In this issue of Current Oncology, Djalalov et al.12 examine the cost-effectiveness of various 5-year endocrine therapy strategies (upfront ai, sequential tam–ai, sequential ai–tam, and tam alone) for post-menopausal women with breast cancer. Their analysis is based on the generic ai brand acquisition cost ($41 monthly) and an indirect network meta-analysis that incorporated relative treatment benefits from relevant clinical trials. Not surprisingly, the upfront and sequential tam–ai strategies were both shown to provide good value for money compared with tam alone, but with improved cost-effectiveness estimates relative to those previously reported based on the patented ai brand costs (Table i). In Djalalov et al., both ai strategies were more effective and less costly than tam alone (that is, they were dominant strategies), rather than being more effective and more costly, but having favourable cost-effectiveness estimates, as in earlier evaluations. Perhaps more importantly, Djalalov et al. also found that, compared with up-front ai, sequential tam–ai (and possibly ai–tam) is the economically preferred, cost-effective strategy, even with the recent drop in the drug acquisition costs related to ais.

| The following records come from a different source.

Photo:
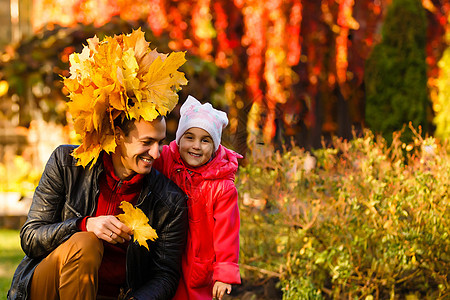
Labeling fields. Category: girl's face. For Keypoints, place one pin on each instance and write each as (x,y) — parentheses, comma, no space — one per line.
(196,147)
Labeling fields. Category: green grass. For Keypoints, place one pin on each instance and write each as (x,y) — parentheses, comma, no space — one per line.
(10,256)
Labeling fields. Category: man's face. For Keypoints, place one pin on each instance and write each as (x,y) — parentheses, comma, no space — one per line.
(137,151)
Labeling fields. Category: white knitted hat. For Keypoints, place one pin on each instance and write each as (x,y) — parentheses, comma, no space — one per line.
(204,116)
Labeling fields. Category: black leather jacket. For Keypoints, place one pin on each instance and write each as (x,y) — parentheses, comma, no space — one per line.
(66,193)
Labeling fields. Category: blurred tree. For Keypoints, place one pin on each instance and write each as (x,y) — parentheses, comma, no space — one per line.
(442,105)
(396,71)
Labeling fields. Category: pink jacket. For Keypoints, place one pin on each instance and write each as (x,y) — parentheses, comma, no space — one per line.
(212,250)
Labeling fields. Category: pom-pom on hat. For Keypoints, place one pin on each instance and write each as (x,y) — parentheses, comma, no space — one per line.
(204,116)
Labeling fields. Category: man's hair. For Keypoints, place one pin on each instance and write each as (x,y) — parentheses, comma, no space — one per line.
(126,125)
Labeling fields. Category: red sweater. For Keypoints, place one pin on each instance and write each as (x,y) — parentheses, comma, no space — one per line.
(112,192)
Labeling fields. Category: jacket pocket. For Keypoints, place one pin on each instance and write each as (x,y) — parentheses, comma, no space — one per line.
(201,272)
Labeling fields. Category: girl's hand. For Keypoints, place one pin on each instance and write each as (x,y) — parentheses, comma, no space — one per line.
(220,288)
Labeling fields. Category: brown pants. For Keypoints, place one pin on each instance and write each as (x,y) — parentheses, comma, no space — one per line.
(70,271)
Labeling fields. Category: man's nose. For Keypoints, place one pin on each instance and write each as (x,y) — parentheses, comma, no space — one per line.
(154,151)
(196,144)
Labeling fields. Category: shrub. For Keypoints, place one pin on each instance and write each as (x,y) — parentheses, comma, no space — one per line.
(396,71)
(368,222)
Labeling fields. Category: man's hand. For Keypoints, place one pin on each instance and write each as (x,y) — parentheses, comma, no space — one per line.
(109,228)
(220,288)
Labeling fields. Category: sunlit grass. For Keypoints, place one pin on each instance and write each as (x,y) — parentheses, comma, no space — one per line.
(10,256)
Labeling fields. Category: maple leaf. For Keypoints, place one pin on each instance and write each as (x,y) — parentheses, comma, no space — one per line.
(136,220)
(164,80)
(118,75)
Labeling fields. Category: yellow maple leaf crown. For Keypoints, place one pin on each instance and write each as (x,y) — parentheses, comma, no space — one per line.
(118,77)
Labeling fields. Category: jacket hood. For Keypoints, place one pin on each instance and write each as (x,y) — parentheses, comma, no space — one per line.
(223,165)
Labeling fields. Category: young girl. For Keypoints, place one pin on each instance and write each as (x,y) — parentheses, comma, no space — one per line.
(205,171)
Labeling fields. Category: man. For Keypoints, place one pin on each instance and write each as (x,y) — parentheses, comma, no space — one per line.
(75,246)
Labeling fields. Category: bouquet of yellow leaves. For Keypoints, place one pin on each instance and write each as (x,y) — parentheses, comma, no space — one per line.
(136,220)
(119,77)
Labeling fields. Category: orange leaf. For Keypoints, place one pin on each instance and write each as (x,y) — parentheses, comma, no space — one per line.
(136,220)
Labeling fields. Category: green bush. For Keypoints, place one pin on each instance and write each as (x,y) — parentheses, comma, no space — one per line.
(396,71)
(368,222)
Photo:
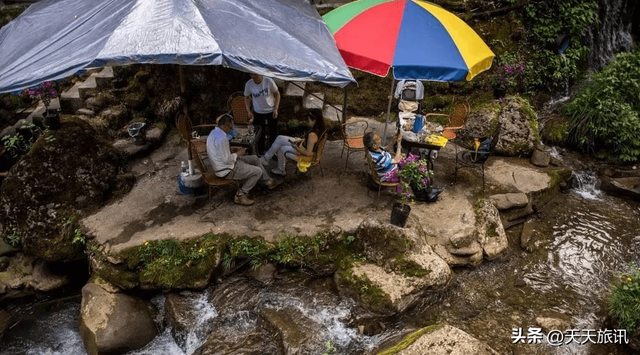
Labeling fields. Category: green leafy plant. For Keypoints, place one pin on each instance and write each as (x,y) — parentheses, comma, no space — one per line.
(412,171)
(14,239)
(78,237)
(624,301)
(548,19)
(330,347)
(605,114)
(509,75)
(45,92)
(15,144)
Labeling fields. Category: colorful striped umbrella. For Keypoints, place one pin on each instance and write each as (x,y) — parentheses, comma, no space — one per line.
(420,40)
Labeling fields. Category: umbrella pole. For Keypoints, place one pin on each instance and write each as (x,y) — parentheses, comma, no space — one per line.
(384,133)
(183,90)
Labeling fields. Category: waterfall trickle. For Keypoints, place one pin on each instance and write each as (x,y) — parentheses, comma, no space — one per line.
(585,184)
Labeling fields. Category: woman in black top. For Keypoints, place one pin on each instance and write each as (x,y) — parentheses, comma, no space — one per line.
(295,148)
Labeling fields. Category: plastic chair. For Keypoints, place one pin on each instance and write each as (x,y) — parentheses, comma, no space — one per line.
(373,173)
(455,121)
(186,132)
(353,142)
(475,158)
(237,108)
(209,175)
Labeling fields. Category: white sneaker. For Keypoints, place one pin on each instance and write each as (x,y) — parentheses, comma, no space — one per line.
(278,172)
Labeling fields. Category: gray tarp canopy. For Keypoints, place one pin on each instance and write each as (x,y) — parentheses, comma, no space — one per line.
(284,39)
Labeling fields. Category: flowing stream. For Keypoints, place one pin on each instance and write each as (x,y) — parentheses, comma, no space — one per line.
(583,239)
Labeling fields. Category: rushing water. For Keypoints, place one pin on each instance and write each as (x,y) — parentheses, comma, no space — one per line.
(583,239)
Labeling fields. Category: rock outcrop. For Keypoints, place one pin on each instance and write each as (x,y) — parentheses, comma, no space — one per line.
(26,275)
(441,340)
(114,323)
(69,172)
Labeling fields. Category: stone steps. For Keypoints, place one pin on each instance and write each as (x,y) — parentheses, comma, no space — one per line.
(73,99)
(314,100)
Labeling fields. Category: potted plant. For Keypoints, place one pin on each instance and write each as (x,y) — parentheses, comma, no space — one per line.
(46,92)
(414,179)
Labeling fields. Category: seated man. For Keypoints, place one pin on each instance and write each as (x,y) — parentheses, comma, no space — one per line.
(385,163)
(245,167)
(382,159)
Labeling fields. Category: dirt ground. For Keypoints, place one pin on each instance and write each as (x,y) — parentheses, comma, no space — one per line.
(323,199)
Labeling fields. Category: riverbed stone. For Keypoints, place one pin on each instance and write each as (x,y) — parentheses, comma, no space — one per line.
(491,234)
(466,251)
(26,275)
(442,340)
(114,323)
(528,235)
(454,260)
(256,336)
(510,200)
(560,322)
(381,240)
(401,289)
(515,177)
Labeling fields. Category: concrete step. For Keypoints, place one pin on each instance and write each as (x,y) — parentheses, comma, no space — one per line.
(104,78)
(70,100)
(332,113)
(295,89)
(315,100)
(39,110)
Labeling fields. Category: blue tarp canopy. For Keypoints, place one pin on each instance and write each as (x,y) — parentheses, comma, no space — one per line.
(284,39)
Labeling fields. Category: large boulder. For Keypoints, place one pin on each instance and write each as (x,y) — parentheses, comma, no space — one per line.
(518,129)
(69,172)
(26,275)
(491,234)
(113,323)
(441,340)
(403,266)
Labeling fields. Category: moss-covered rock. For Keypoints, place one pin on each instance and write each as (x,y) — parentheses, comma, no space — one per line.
(68,173)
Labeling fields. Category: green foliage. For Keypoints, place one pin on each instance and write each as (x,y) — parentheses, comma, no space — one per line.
(605,114)
(330,347)
(78,238)
(549,18)
(13,239)
(289,250)
(624,301)
(510,74)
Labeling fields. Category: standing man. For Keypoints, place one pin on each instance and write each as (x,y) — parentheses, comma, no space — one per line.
(239,166)
(262,93)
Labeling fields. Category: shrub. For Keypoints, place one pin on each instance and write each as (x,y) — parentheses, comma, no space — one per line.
(625,300)
(605,114)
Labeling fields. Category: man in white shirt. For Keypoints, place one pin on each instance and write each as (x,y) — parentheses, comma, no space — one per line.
(244,167)
(262,94)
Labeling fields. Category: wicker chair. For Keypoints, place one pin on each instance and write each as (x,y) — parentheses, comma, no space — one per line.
(209,176)
(373,173)
(237,109)
(455,121)
(353,142)
(474,158)
(186,132)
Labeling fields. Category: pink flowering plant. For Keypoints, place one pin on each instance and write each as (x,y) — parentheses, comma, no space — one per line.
(44,92)
(412,171)
(508,76)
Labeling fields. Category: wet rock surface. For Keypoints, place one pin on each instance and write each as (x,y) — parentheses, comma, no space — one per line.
(112,322)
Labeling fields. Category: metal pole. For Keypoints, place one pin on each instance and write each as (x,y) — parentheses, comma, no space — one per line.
(344,106)
(183,91)
(384,133)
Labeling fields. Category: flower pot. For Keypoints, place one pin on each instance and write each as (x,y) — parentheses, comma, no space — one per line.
(426,194)
(51,119)
(399,214)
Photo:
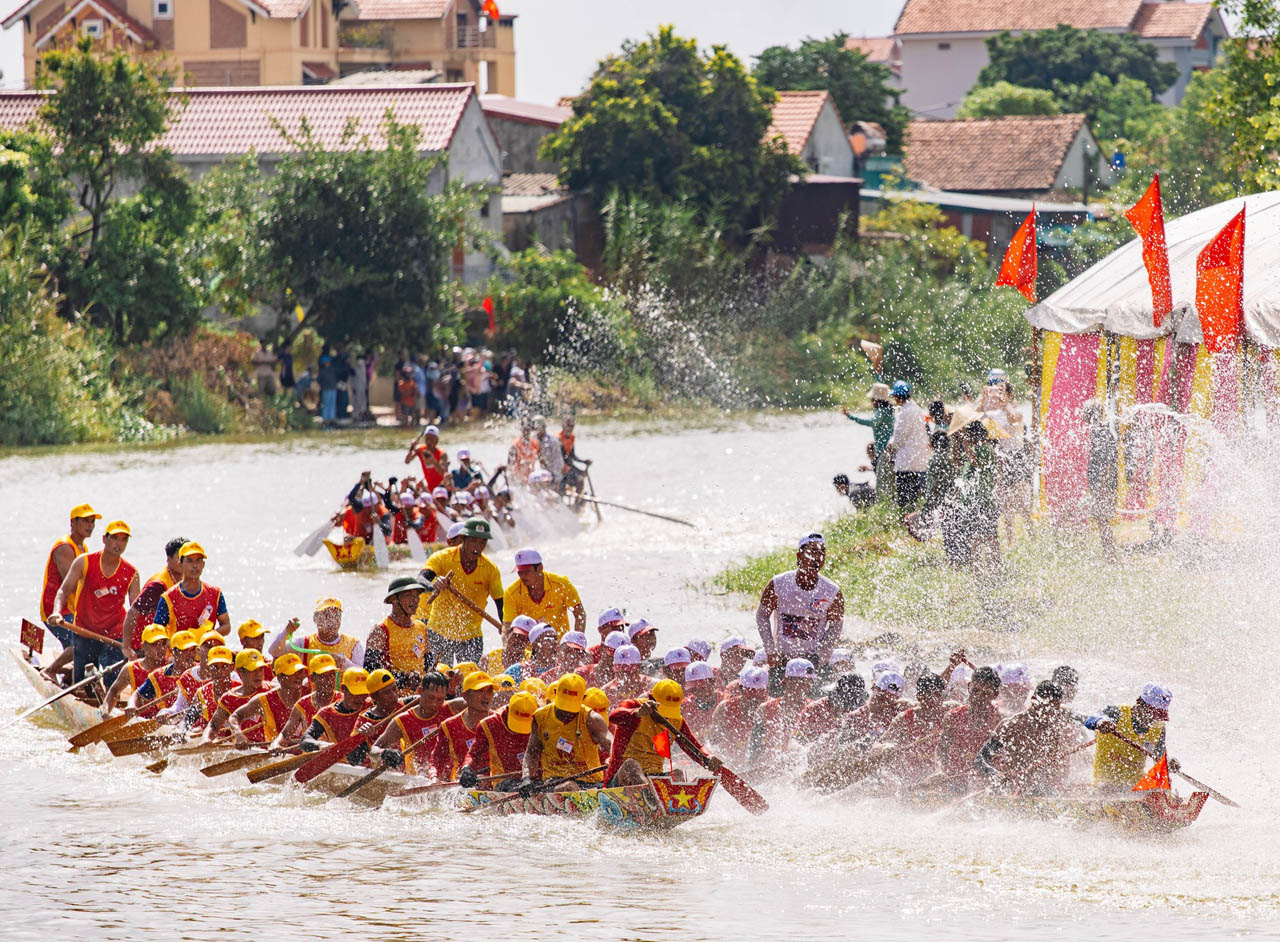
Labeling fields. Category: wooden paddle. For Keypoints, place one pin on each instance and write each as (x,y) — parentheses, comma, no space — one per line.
(545,786)
(745,795)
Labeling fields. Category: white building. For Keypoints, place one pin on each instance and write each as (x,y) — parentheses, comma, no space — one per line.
(944,42)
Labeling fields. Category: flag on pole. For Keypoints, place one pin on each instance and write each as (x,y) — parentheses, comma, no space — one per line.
(1018,269)
(1220,286)
(1147,218)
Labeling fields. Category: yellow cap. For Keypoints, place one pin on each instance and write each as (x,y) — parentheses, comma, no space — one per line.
(520,712)
(154,632)
(568,693)
(355,680)
(323,663)
(85,511)
(595,699)
(476,680)
(250,629)
(287,666)
(668,696)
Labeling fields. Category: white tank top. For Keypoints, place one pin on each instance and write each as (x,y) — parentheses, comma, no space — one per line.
(801,612)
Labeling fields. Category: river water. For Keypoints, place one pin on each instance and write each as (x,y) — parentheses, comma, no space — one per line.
(100,849)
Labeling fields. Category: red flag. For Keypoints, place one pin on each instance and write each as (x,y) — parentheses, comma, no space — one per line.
(1147,218)
(1018,269)
(1156,778)
(1220,286)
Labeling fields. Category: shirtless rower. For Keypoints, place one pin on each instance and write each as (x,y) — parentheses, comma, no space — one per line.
(273,707)
(801,612)
(60,558)
(567,739)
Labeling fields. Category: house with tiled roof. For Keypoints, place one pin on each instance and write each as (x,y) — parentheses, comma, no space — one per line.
(944,45)
(280,42)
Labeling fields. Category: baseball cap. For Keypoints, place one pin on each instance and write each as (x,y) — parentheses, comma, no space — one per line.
(528,557)
(520,712)
(1159,698)
(676,655)
(699,671)
(667,694)
(570,690)
(800,667)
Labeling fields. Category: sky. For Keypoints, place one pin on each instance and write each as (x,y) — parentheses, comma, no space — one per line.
(558,42)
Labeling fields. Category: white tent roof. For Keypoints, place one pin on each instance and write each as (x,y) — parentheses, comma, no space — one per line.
(1115,293)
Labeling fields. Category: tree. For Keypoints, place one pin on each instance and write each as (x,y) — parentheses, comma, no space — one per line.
(1065,56)
(1004,99)
(860,87)
(664,122)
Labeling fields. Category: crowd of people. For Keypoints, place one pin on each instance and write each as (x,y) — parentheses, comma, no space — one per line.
(548,705)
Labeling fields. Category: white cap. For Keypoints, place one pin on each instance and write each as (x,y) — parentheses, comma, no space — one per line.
(703,649)
(638,627)
(626,655)
(699,671)
(609,616)
(528,557)
(800,667)
(891,681)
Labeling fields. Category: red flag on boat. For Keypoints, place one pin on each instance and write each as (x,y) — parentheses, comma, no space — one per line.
(1147,218)
(1220,286)
(1156,778)
(1018,269)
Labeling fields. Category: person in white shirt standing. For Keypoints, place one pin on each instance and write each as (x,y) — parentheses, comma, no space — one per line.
(909,447)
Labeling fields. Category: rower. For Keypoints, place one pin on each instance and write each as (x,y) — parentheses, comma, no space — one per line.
(1116,764)
(634,755)
(192,602)
(458,731)
(142,612)
(63,553)
(96,588)
(410,727)
(273,705)
(455,629)
(801,612)
(155,655)
(398,643)
(498,748)
(323,676)
(567,739)
(545,597)
(328,638)
(160,682)
(250,664)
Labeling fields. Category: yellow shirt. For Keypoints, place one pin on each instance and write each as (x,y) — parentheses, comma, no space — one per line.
(447,616)
(560,597)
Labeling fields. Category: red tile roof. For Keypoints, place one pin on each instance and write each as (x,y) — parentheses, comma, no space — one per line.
(984,15)
(237,120)
(794,117)
(1168,21)
(1018,154)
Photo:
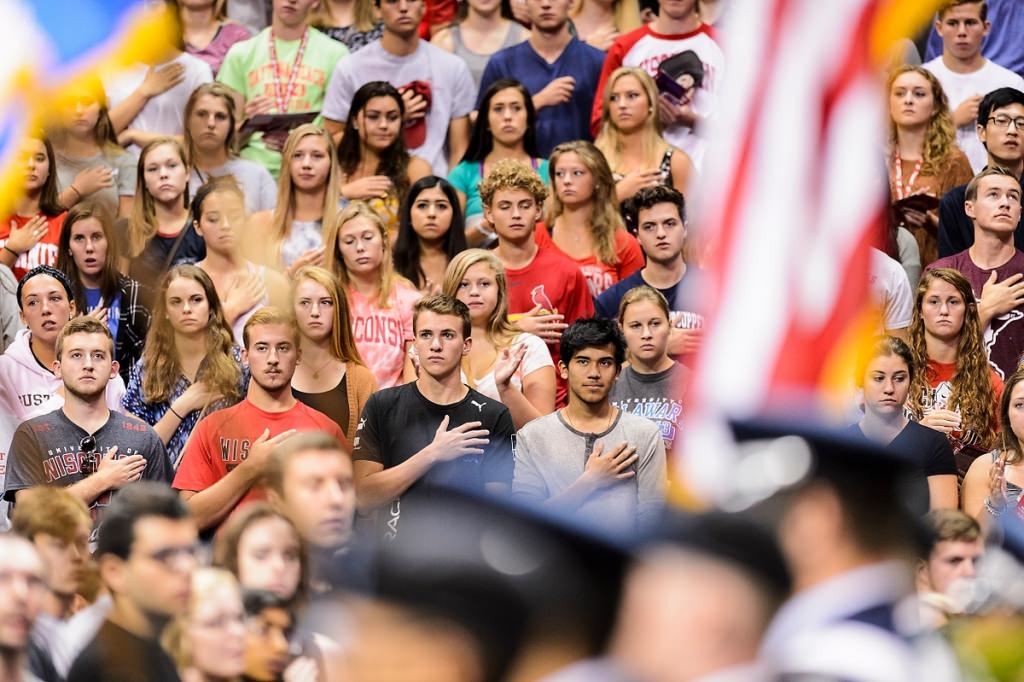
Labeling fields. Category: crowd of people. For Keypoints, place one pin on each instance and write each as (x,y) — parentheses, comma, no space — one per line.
(350,342)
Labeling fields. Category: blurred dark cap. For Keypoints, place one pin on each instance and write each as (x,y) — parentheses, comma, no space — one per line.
(731,539)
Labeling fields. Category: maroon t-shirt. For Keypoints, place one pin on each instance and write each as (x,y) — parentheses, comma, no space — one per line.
(1005,337)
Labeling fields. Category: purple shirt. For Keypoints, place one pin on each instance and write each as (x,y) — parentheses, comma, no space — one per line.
(1004,338)
(228,34)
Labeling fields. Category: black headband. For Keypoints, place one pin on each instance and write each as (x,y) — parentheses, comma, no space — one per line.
(50,271)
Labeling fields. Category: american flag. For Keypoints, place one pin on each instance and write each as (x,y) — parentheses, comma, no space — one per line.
(793,198)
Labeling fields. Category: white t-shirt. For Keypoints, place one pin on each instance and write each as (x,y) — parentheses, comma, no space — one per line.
(255,180)
(961,86)
(537,356)
(891,291)
(165,113)
(452,91)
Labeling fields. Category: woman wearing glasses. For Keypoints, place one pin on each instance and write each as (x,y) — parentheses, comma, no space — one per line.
(924,160)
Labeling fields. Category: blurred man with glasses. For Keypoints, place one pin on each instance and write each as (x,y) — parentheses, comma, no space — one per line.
(146,551)
(999,116)
(84,445)
(23,589)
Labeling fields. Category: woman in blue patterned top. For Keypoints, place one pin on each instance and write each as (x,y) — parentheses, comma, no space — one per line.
(190,366)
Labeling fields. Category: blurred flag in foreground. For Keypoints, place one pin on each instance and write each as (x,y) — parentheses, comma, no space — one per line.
(793,198)
(49,46)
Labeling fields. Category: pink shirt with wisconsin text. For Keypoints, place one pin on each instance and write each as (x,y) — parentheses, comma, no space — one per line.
(381,334)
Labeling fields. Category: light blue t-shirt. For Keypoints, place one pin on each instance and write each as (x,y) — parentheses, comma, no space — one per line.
(467,175)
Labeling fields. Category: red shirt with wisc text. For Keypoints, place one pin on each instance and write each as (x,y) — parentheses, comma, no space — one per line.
(221,440)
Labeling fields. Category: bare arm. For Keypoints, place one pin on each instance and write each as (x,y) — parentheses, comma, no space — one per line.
(458,139)
(211,506)
(536,399)
(976,487)
(942,492)
(335,128)
(376,486)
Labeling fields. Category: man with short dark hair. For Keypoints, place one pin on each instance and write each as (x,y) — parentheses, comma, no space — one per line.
(146,552)
(659,217)
(84,445)
(591,459)
(57,524)
(951,564)
(223,464)
(23,589)
(993,266)
(558,70)
(435,85)
(434,428)
(1004,142)
(965,74)
(309,480)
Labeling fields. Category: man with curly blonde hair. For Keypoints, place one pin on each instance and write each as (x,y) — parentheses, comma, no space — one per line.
(547,291)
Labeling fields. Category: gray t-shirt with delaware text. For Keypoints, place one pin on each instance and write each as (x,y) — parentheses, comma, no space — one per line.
(46,451)
(550,455)
(655,396)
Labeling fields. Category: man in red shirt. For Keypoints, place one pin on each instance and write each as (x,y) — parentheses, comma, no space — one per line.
(547,290)
(225,458)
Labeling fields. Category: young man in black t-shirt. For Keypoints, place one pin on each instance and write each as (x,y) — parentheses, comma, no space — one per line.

The choice of the optimal ai-containing endocrine strategy for postmenopausal women with breast cancer—whether upfront ai or sequential tam–ai—should take into account the clinical benefits and side effects of both tam and ai in various clinical scenarios, and individual patient preferences. However, from an economic perspective, compared with upfront ai, sequential tam–ai (or ai–tam) appears to be the economically preferred adjuvant endocrine strategy that can maximize health gains in the Canadian public health care system at expenditures within favourable value-for-money thresholds.
CONFLICT OF INTEREST DISCLOSURES
We have read and understood Current Oncology’s policy on disclosing conflicts of interest, and we declare that we have none.